To confront this, we developed a strategy based on 3 core techniques: integration testing, response comparison, and proxy-based deployment
Testing is of course crucial to the successful development of any software system, but when replacing an existing, critical system it takes on even greater importance. For PSS v2, we specifically focused our energy on having a complete set of integration tests. Integration tests sit in the testing heirarchy in between unit tests, which tests logic in isolation of outside systems, and acceptance tests, which are broad high level tests that confirm general functionality. Integration tests, on the other hand, tests the interaction of multiple modules but in a relatively focused way.
For PSS2, we were able to write integration tests for every type of interaction we expected the system to have with Elasticsearch. To make this possible, rather than running these tests against some static Elasticsearch instance, we utilized a pool of lightweight Docker instances each running their own Elasticsearch clusters. Each suite of related integration tests grabs an instance from the pool, creates a fresh index, uploads test data, tests the relevant set of queries, and then destroys the index and returns the instance to the pool once complete.
These integration tests represented a wide variety of interactions with Elasticsearch, including index creation, document updating, and querying. Every possible type of input query was given its own integration test, so we were able to be very confident that successful passage of our tests implied proper functioning of our system.
In addition to exhaustive automated testing, another technique we used to ensure that PSS2 had correct behavior was to simply see how its responses compared to that of PSS1. As shown in the diagram below, we did this via a module we called the differ. The differ was originally created by our listings team when they did a similar type of replacement to a live system, and for this project we expanded it a bit and used it extensively. Essentially, the original system (PSS1) sends out messages after completing requests with the original request and response. The differ then calls the new system (PSS2) with the same request, and then compares the results with the original and produces configurable reports/metrics on any differences.
One question this approach may raise is “what if the original had bugs?”. There are a couple answers to this. The first is that the current system presumably works relatively well (in terms of correctness, at least), so using it as a starting point to get a broad idea of whether your new system is working correctly probably isn’t so bad. The second is that this process will often expose bugs previously hidden in the original when differences between it and the new version are investigated. The developer can then choose to reproduce the bug in the new system (if only to be able to filter out the noise from the differ, so that it truly shows errors in the new version), or she can use this opportunity to fix the old system for the lifespan it has left.

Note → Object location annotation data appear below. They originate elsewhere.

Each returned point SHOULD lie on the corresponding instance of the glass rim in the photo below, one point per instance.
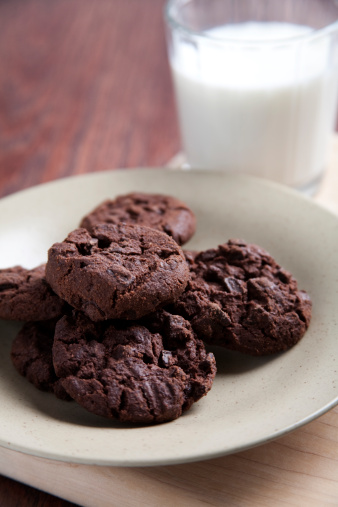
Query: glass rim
(307, 37)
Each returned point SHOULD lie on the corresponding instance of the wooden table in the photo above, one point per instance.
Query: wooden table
(85, 86)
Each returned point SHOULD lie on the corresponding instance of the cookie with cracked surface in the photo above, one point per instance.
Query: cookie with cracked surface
(157, 211)
(31, 355)
(241, 299)
(25, 295)
(117, 271)
(147, 372)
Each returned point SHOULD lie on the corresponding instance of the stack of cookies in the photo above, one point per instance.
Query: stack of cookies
(118, 317)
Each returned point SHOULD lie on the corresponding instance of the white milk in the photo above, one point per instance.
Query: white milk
(267, 111)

An important feature of any deployment strategy is to be able to quickly rollback to the previous version of the system if there is a problem with the new one. Since we use Zookeeper to provide service discovery, one option we had was to use service discovery to manage the deployment of the new system, so clients would not notice any change, and the switchover would be simply handled by Zookeeper. However, not all our of our clients use service discovery, so for those clients we would still need to do a redeploy to pick up the new service. Further, while in theory this approach was doable, there were some nuances of our configuration which made it slightly complicated, and certainly not something that could be easily done by a typical developer (as opposed to, say, a devops engineer).

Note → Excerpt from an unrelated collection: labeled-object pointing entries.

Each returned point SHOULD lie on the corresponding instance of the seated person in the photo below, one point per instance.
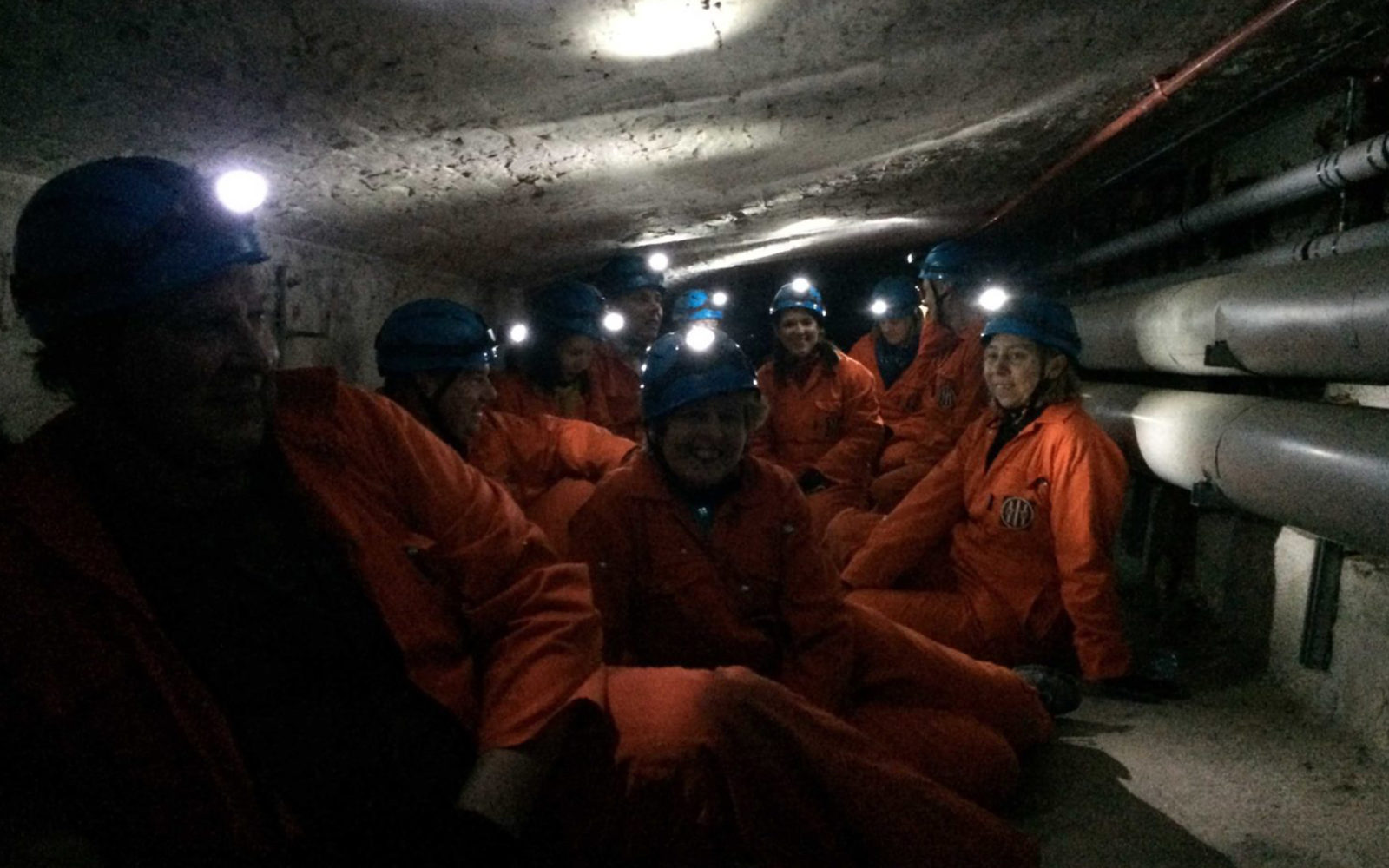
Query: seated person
(263, 618)
(550, 372)
(956, 395)
(634, 291)
(705, 557)
(1004, 550)
(900, 352)
(823, 423)
(435, 358)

Thus, we opted for a slightly different approach, as shown below. We first added code to the new server that would proxy
calls to the old server based on a flag in the database. To start we set the flag to
PROXY=true. Next, we
redeployed all existing clients to hit the new server instead of the old. Once this was complete, we validated the proxy
was working correctly, and then took our time in doing final checking before setting the flag to
PROXY=FALSE, and effectively
deploying the new version of the service. While in practice we never needed to switch back to the old version, at any time
after the deploy we could have gone back by simply switching back the flag. Finally, after several weeks, when we
were happy that the new system was working well, we turned off the old PSS1 servers, deleted the old code, and removed the
proxying logic from PSS2.
The minimization of risk should be a key consideration whenever making large changes to pre-existing systems, including replacing them entirely. The above techniques helped us have a successful upgrade to such a system, and hopefully can help you if you ever find yourself planning such a replacement.